Fig. 5. Prediction of sample CNA using cfDNA methylome.

   [213]Fig. 5
   [214]Open in a new tab

   A Predicted CNA coverage in localized samples from the CPC and mCRPC
   samples from the VPC cohorts. Two-sided Mann-Whitney U test was used to
   calculate pairwise P values. Box plots represent median values and 0.25
   and 0.75 quantiles. Whiskers represent 1.5× IQR. X = 30, and 67
   independent experiments for the CPC and VPC cohorts, respectively. B
   Correlation between the predicted CNA coverage and %ctDNA in mCRPC
   samples from the VPC cohorts. C Comparison of gene CNA between standard
   status obtained from previous panel sequencing^[215]11 and predicted
   results from cfMeDIP-seq data for the top 10 samples with the highest
   CNA coverage. Source data for F5A-B are provided as a Source Data file.

Table 1.

   The performance and accuracy of CNA prediction in mCRPC samples from
   the VPC cohort
            Precision Specificity Sensitivity  F1
   Gain     0.66      0.98        0.53        0.59
   Neutral  0.88      0.49        0.96        0.92
   Loss     0.82      0.99        0.44        0.58
   Mean     0.79      0.82        0.65        0.70
   Accuracy 0.86
   [216]Open in a new tab

Discussion

   In this work, we provide a genome-wide methylation analysis using the
   cell-free DNA isolated from the plasma of patients with localized and
   metastatic PCa. While the cfDNA methylation profile has been
   extensively studied using targeted analysis for early-stage,
   non-metastatic PCa^[217]10,[218]49, evaluation in the advanced,
   metastatic disease at the genome scale is still sparse^[219]10,[220]49.
   The mCRPC samples were collected from three independent studies. Using
   a subset of the data, we built a predictor to distinguish localized
   from metastatic samples that can be generalized to the remaining
   dataset. We achieved consistent high prediction accuracy on the three
   independent cohorts, suggesting that the methylation profiles are
   indeed capturing common features shared among mCRPCs. Considering the
   highly heterogeneous nature of mCRPCs, such consistent and highly
   sensitive performance is of particular interest and suggests potential
   clinical utility, such as early detection of oligometastasis.
   Oligometastatic disease is increasingly recognized as an independent
   state with low-volume metastasis^[221]50. Here, we show the ability of
   the cfDNA methylome in detecting metastasis with very low to
   undetectable levels of genetic alterations, a characteristic likely
   shared with oligometastasis. Specialized effort is needed to explore
   and directly validate its utility in such cases.

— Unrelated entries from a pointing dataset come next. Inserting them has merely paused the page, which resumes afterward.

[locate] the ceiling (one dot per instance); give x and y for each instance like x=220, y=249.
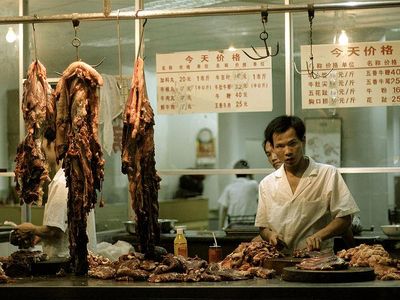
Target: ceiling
x=99, y=39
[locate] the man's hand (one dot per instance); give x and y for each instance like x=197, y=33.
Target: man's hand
x=313, y=242
x=272, y=237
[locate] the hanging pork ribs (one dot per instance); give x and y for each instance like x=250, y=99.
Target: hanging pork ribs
x=31, y=170
x=138, y=161
x=77, y=107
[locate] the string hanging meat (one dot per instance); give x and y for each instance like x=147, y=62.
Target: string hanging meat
x=138, y=161
x=31, y=170
x=77, y=111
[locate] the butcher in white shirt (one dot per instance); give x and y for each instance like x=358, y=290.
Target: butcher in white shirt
x=303, y=203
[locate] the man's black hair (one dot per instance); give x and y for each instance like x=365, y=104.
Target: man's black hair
x=281, y=124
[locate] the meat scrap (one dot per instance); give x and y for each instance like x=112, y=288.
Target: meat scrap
x=31, y=170
x=136, y=267
x=19, y=263
x=374, y=256
x=77, y=113
x=253, y=253
x=3, y=277
x=325, y=262
x=138, y=162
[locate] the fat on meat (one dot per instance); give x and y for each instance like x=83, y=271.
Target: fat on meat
x=77, y=144
x=138, y=162
x=31, y=169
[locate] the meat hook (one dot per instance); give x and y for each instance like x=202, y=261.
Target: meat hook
x=34, y=38
x=119, y=83
x=263, y=37
x=310, y=65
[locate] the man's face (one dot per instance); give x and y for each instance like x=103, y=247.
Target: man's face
x=272, y=157
x=288, y=147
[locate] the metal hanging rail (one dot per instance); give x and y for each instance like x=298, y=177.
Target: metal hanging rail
x=197, y=12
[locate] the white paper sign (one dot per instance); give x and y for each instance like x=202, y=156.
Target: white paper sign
x=213, y=81
x=361, y=75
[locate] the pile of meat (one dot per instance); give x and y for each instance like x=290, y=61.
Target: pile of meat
x=3, y=277
x=249, y=255
x=324, y=262
x=77, y=113
x=20, y=262
x=243, y=263
x=138, y=162
x=31, y=170
x=374, y=256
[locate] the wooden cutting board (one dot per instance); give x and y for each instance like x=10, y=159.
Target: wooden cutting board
x=352, y=274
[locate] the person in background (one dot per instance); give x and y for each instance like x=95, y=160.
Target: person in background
x=271, y=156
x=239, y=198
x=53, y=233
x=275, y=162
x=302, y=204
x=190, y=186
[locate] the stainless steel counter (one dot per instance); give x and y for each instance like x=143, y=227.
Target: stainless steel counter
x=72, y=287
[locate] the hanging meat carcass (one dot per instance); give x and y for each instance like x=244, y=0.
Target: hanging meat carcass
x=77, y=112
x=138, y=161
x=31, y=170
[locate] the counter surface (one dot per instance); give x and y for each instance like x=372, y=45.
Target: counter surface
x=73, y=287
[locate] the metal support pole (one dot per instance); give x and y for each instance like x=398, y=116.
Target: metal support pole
x=198, y=12
x=289, y=101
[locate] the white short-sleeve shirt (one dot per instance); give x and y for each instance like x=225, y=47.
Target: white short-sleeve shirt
x=320, y=196
x=240, y=197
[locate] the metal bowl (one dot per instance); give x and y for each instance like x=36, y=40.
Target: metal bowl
x=391, y=230
x=166, y=225
x=130, y=227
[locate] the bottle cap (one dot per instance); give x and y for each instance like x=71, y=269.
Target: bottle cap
x=179, y=229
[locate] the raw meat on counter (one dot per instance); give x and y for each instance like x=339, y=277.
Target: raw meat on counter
x=136, y=267
x=31, y=170
x=374, y=256
x=77, y=114
x=138, y=161
x=324, y=262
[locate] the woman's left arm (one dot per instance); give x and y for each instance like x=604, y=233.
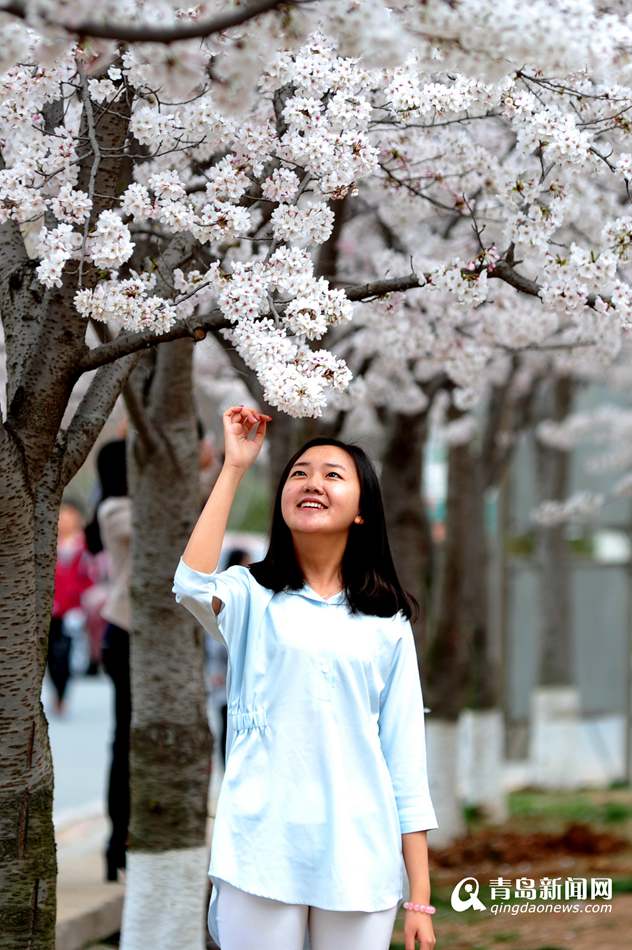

   We observe pervasive hypermethylation in metastasis compared to
   localized PCa. The preponderance of hypermethylation in mCRPC compared
   with localized samples may be disease-specific, as a proportional
   amount of hypo and hyper DMRs has been observed in pancreatic cancer,
   while preponderant hyper DMRs were observed in head and neck squamous
   carcinoma, with the same cfMeDIP-seq method^[222]16,[223]32. These
   sites were enriched in gene promoters, CpG islands, and shores, sharing
   the same feature of frequent hypermethylation observed in the early
   stage of PCa^[224]37,[225]51, suggesting progressive maintenance of
   dysregulated DNA methylation. Such noticeably higher number of
   hypermethylation sites seemingly contradict previous observations of
   global hypomethylation in metastatic PCa^[226]37,[227]51. Several
   factors might contribute to these observed differences: (1) Most early
   studies assess the global methylation changes by analyzing the total
   methylated DNA and the results might not reflect changes at individual
   sites. (2) Different analytical methods might also result in
   paradoxical observations: while a meta-analysis showed that
   hypomethylation is associated with PCa^[228]51, a more recent
   pan-cancer analysis identified more hypermethylated sites^[229]52. (3)
   Complexity of the cfDNA origin in plasma can further contribute to the
   observed disparities. Compared to metastasis, localized cancers are
   known to have lower ctDNA fraction, thus comparisons of plasma samples
   are likely to simultaneously capture differences between normal and
   tumorous tissues. Despite the overall consistency observed between
   tissue and cell-free methylomes, such disparities highlighted the need
   to directly analyze the cell-free methylomes.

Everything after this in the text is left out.